初期仏教の根幹をなす思想である「縁起」のしくみについて

 仏教という宗教への信仰は、ブッダが法(真理)を悟ったということと、その悟られた法を弟子たちに教えて説かれたということにある。その法の根幹である「縁起」について、初期仏教の仏伝をもとに追ってみる。

 パーリ聖典『律蔵』では、ブッダは7日間菩提樹の下で、悟りをひらいて後座し、「後の夜のはじめに、世尊は「縁起」を順逆の次第で思念された。」すなわち、「十二支縁起」である。その後、同じ『律蔵』で、初転法輪に関して、五比丘に、「・・如来はこの両極端に近づくことなく、中道を悟ったのである。」「比丘たちよ、中道とはなにか。それは、八支よりなる聖なる道である。」と続く。いわゆる「八正道」である。また、続いて「四諦」が語られる。

 南方仏伝(『ウダーナ』)「じつに、熱心に瞑想するバラモンに、もろもろのダンマが現れるとき、かれの疑問は一掃される。もろもろの因縁が消滅したことを、彼は知ったのである。」このことは、「自他分離的次元を超越した自他融合的な見え方の世界、およびその真の意味」であり、世界中のあらゆるものが全体としてつながりあい、融合的に関係しあっており、わたしたちはそのなかの一部でありながらしかもそのまま全体の生命を生きているという実感を、みずからの体験としてきわめて鮮明に受け取ることができたということである。この悟りによって「苦しみ」への解放(解脱)が生まれることになるのだが、十二の因縁による苦しみのその解釈の中の「輪廻」からの解放こそが、「根源的な苦しみが消滅するときに現れる自他融合的な世界のあり様」=「縁起」と見るべきである。
 ブッダの悟りの根幹である「四諦」は、「苦楽の二辺を離れること」、「放逸でもない、禁欲でもない。」(「中道」)であり、「八正道」である。その「道」とは、まさに禅定である。「それは、世間的欲楽に身を任せるでもなく、身体を苦しめて心を鍛えるのでもなく、ひたすらに心を安定し、集中して、真理の観得の努める」(引用、『仏教入門』高崎直道)ことである。 
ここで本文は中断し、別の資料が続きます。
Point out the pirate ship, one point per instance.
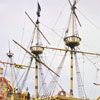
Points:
(72, 41)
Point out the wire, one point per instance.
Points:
(89, 20)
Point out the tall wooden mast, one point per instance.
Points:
(36, 50)
(72, 42)
(10, 55)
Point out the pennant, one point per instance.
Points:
(38, 10)
(75, 1)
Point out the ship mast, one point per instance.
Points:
(72, 42)
(10, 55)
(36, 50)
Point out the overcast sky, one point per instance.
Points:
(14, 24)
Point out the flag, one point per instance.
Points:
(38, 10)
(75, 1)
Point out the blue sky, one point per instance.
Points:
(14, 24)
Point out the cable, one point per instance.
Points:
(89, 20)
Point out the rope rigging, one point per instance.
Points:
(54, 80)
(81, 90)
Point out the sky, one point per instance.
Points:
(14, 24)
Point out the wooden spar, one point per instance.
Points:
(14, 64)
(36, 27)
(89, 53)
(36, 58)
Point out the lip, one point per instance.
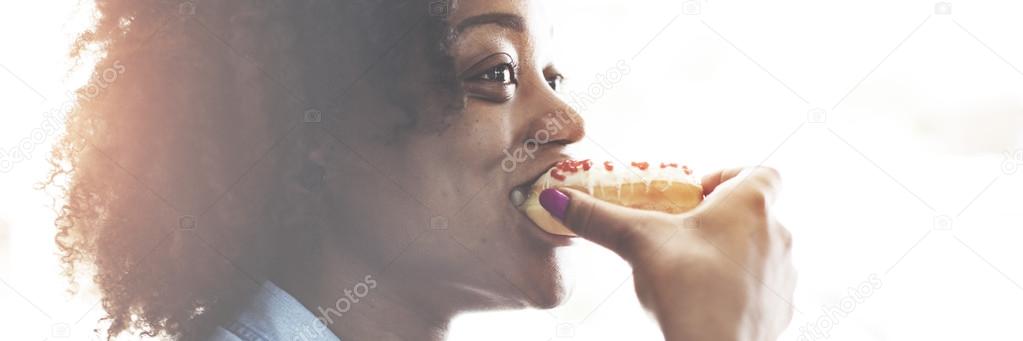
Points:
(535, 230)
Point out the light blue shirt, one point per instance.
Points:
(273, 314)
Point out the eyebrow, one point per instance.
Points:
(509, 20)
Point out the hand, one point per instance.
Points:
(721, 271)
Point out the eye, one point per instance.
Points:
(503, 74)
(556, 82)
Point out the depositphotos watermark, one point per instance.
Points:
(54, 119)
(317, 329)
(833, 314)
(557, 121)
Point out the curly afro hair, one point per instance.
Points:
(182, 159)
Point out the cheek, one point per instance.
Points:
(483, 134)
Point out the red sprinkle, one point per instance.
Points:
(554, 174)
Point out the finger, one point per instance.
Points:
(712, 180)
(758, 185)
(611, 225)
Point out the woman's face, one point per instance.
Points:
(432, 208)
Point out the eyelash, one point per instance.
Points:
(510, 70)
(513, 71)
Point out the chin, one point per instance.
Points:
(546, 288)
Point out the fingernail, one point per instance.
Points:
(554, 202)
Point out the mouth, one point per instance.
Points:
(521, 193)
(518, 197)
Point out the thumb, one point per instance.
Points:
(610, 225)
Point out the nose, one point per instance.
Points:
(551, 120)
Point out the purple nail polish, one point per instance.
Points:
(554, 202)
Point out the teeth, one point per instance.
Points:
(518, 197)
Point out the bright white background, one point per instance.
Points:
(893, 123)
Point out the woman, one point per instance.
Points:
(317, 170)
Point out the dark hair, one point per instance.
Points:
(180, 170)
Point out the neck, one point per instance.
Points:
(357, 302)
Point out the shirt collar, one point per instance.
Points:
(274, 314)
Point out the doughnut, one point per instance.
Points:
(667, 187)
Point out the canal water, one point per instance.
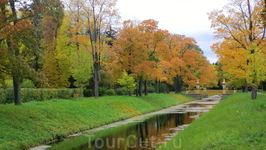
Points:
(139, 133)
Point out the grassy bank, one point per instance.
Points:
(35, 123)
(237, 123)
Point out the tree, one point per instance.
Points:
(239, 27)
(55, 67)
(100, 15)
(17, 42)
(128, 82)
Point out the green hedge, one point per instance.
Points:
(33, 94)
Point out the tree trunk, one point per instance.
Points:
(178, 84)
(140, 87)
(129, 93)
(137, 92)
(146, 87)
(17, 90)
(246, 87)
(96, 79)
(254, 93)
(167, 88)
(157, 86)
(264, 85)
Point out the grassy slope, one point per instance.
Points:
(39, 122)
(237, 123)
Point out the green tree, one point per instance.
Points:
(17, 40)
(128, 82)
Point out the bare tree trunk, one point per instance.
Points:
(137, 92)
(167, 87)
(96, 79)
(264, 85)
(16, 77)
(140, 87)
(178, 84)
(129, 93)
(17, 90)
(246, 87)
(254, 93)
(146, 87)
(157, 86)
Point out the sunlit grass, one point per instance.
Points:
(35, 123)
(237, 123)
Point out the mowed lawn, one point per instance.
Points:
(236, 123)
(36, 123)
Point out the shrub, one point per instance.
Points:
(102, 91)
(87, 93)
(151, 89)
(121, 91)
(27, 84)
(110, 92)
(32, 94)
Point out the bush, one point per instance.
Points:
(151, 89)
(102, 91)
(110, 92)
(32, 94)
(27, 84)
(121, 91)
(87, 93)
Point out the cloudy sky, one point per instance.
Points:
(187, 17)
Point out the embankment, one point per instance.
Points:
(36, 123)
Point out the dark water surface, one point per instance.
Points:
(143, 134)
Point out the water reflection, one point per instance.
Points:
(148, 134)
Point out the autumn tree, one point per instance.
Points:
(17, 42)
(128, 82)
(240, 29)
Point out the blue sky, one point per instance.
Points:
(187, 17)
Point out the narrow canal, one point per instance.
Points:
(139, 133)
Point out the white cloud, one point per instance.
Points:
(188, 17)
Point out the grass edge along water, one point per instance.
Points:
(236, 123)
(35, 123)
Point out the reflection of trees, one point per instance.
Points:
(156, 127)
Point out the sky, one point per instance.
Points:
(186, 17)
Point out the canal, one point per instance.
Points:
(144, 132)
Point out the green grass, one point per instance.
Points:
(237, 123)
(36, 123)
 またつぎに、「慈悲」の観点から、「縁起」をみる。これは、大乗の涅槃観による見方であろう。大乗仏教は、涅槃(縁起)の世界、彼岸を別の天地に求めず、この生死輪廻の世界そのままが、心の転換によって涅槃(縁起)となると考えた。そこには、この世の衆生を救う仏の「慈悲」の協調が見られる。すでに「阿含」や「アビダルマ」の教えにも「四摂法」の一つに「利行」がある。常に他人のために利益となることを行うこと。「四無量心」の「慈・悲・喜・捨」。「慈」とは、他人に楽をあたえること。「悲」とは、他人の苦を除くことである。とりもなおさず、ブッダの教えの中の、「自他分離的次元を超越した自他融合的な見え方の世界、およびその真の意味」であり、「世界中のあらゆるものが全体としてつながりあい、融合的に関係しあっており、わたしたちはそのなかの一部でありながらしかもそのまま全体の生命を生きているという実感」(『ウダーナ』)
こそが、自他の隔てなく、「慈・悲」を共有することとなるのである。特に、大乗仏教においては、「利他行」を旨とするわけで、その観点から「六波羅蜜」の行が、大乗の菩薩行として発展していくことになる。

 このように見ていくと、初期仏教の根幹をなす思想である「縁起」については、ブッダが悟りを開くその発想の根源にある「自己存在」における「苦」からの脱却が、論点であろう。その論理的な出発点そのものが、「十二支縁起」であり、その「苦」からの脱却そのものが、「四諦」である。そして、その「諦め」の道こそが、四諦のうちの「道諦」である。そこに説かれる「諦」の道こそが、「八正道」である。上記の段階的な解釈の発展に欠かせない発想の根底にこそ、「中道」と「慈悲」という考え方がある。ブッダがこの悟りに至るまでのさまざまな苦行の末に、「ひたすらに心を安定し、集中して、真理の観得の努める」行の、真髄を見出したのであるし、また「自他融合的な見え方の世界、およびその真の意味」において、「全体としてつながりあい、融合的に関係しあっており、わたしたちはそのなかの一部でありながらしかもそのまま全体の生命を生きている」実感を感得したのである。